In Parshat Vayeishev, we quickly become part of the fabric of the household of Ya'akov and his sons. We meet Yosef, the dreamer and get to know his brothers well.
Yosef's dreams are an important way for us to get to know Yosef, but also to foreshadow what will transpire in the future.
Dreams are strange things. We all dream; it is a gift that is given to all of us as we sleep at night. The poem this week, called Broken Dreams, is a series of vignettes of dreams, that connect to Yosef, but to others as well, for are we not all dreamers?
1.
Once upon a time
Joseph dreamed of corn and stars and planets
bowing to him,
paying homage to a skinny teenager.
These were dreams that
color coordinated with his bright coat
and his father’s favor.
Dreams
that bestowed color on one
and left others to dream in black and white.
Perhaps these dreams were merely
the Photoshop altered wishes
of a teenager
seeking love and approval;
trying to fit in
or above
a complex generational puzzle.
The problem was that Yosef spoke of his dreams.
Perhaps that is the lesson.
Keep the content of your dreams to yourself.
They are better left locked in your bed,
hidden under your quilt
and closed in your head.
Smile serenely, Joseph,
no one knows the real you.
2.
I know a person who flies in her dreams.
She runs,
gaining speed,
as her hair balloons behind her,
her sneakered feet grow wings.
She jumps
and soars skyward.
It always surprises her as
as the living room
shrinks small below her,
and she is weightless,
ageless, too.
She soars above the green stamp lawns
of the neighborhood.
Her eyes flutter in her head
as she escapes the world
and flies with the angels.
3.
So many dreams of the broken
The hungry dream of shefa, abundance.
The cold dream of hot tea and blankets.
The homeless dream of four walls and a roof.

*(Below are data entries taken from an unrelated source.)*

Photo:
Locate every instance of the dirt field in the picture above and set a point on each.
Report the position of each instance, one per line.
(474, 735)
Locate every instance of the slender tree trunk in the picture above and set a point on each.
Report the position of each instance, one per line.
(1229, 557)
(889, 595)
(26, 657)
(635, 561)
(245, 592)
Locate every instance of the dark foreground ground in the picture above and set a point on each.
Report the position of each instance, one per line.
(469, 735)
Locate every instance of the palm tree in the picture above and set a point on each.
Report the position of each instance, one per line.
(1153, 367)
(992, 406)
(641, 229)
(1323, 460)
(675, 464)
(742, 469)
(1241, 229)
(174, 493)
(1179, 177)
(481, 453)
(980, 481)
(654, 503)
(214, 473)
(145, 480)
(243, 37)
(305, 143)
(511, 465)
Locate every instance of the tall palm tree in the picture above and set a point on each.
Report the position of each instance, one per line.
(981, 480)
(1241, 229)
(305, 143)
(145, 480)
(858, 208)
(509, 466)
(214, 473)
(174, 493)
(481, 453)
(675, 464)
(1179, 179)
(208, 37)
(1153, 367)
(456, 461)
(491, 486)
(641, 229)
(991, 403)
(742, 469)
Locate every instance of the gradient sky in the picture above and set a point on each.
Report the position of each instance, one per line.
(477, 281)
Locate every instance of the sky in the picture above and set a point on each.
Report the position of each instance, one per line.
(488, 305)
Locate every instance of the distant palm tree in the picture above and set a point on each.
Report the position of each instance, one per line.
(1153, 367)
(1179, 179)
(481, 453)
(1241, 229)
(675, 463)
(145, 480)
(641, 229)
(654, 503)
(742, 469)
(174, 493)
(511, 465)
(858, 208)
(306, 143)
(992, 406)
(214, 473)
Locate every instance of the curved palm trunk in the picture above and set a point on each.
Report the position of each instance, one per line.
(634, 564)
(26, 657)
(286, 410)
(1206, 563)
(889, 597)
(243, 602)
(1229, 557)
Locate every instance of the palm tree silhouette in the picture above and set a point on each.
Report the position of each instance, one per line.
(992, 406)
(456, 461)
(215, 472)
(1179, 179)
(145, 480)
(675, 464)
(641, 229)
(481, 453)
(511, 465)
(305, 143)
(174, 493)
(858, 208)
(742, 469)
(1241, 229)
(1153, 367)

The marginalized dream of eyes that see them
and not past them.
The unloved dream of acceptance.
And some dream of revenge.
Each dream a color, like the stripes of Joseph's coat.
4.
I dream from a warm bed and soft pillow.
but it is the dreams of the hungry
and the sad,
the hated and defeated,
whose dreams
take wings and escape upward.
Dreams that double as prayers,
that fly above the cornfields,
above the living rooms
and the manicured lawns below.
Above the planets and bowing stars
and break the gates of heaven.
Now Israel loved Joseph best of all his sons, for he was the child of his old age; and he had made him an ornamented tunic.aOr “a coat of many colors”; meaning of Heb. uncertain.
And when his brothers saw that their father loved him more than any of his brothers, they hated him so that they could not speak a friendly word to him.
Once Joseph had a dream which he told to his brothers; and they hated him even more.
He said to them, “Hear this dream which I have dreamed:
There we were binding sheaves in the field, when suddenly my sheaf stood up and remained upright; then your sheaves gathered around and bowed low to my sheaf.”